俺が絃葉ちゃんのことが気になるようになったのは、今から約1年前のこと。
* * *
「京極くん、おはよう!」
高校に入学して間もない頃。
朝、送迎の車から降りた瞬間、俺は女子たちに一瞬で囲まれた。
俺の右、左、前、後ろ。
どこを見ても、女子だらけ。
「蒼生くん、今日も朝からかっこいい〜」
「ははっ。どうもありがとう」
せっかく自分のことを褒めてくれているのだからと、一応俺は笑顔を貼りつけてお礼を言う。
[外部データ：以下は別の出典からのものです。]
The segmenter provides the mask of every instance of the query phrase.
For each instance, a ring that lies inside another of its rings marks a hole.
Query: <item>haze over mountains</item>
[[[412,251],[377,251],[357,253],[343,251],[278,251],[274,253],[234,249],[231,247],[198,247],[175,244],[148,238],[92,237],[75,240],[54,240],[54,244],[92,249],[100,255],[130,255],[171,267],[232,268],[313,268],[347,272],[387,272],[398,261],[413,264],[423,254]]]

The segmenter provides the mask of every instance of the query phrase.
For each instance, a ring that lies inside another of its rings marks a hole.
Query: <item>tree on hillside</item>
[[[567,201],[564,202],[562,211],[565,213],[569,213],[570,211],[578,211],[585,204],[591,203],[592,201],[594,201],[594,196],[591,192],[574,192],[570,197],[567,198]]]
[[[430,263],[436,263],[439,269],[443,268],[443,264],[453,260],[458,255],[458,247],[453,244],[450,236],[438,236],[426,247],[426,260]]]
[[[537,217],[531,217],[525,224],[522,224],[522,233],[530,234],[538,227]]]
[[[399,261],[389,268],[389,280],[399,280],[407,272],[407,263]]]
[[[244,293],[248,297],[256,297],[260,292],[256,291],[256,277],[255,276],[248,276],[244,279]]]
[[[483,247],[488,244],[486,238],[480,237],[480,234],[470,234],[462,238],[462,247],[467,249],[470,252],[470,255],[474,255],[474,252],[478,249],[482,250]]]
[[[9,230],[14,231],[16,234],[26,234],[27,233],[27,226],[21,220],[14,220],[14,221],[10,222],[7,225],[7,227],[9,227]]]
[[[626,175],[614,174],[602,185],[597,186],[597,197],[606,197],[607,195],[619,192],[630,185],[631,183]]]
京極財閥の御曹司というのは、女子からすると魅力的なのだろうか?
小学生の頃から、俺の周りにはいつもこんな調子で女子が集まってくる。
俺が歩けば後ろをついてこられ、勝手に写真を撮られたりもする。
高校では一部の女子からなぜか『王子』と呼ばれ、アイドルでもないのにキャーキャー言われる。
昼休みや放課後には、毎日のように女子に呼び出されては、好きだと告白されて。
最初の頃は、純粋に嬉しかったけど。
そういうことが続いていたからか、次第に鬱陶しいと思うようになっていき……。
最近の俺は、女子が少し苦手になりつつあった。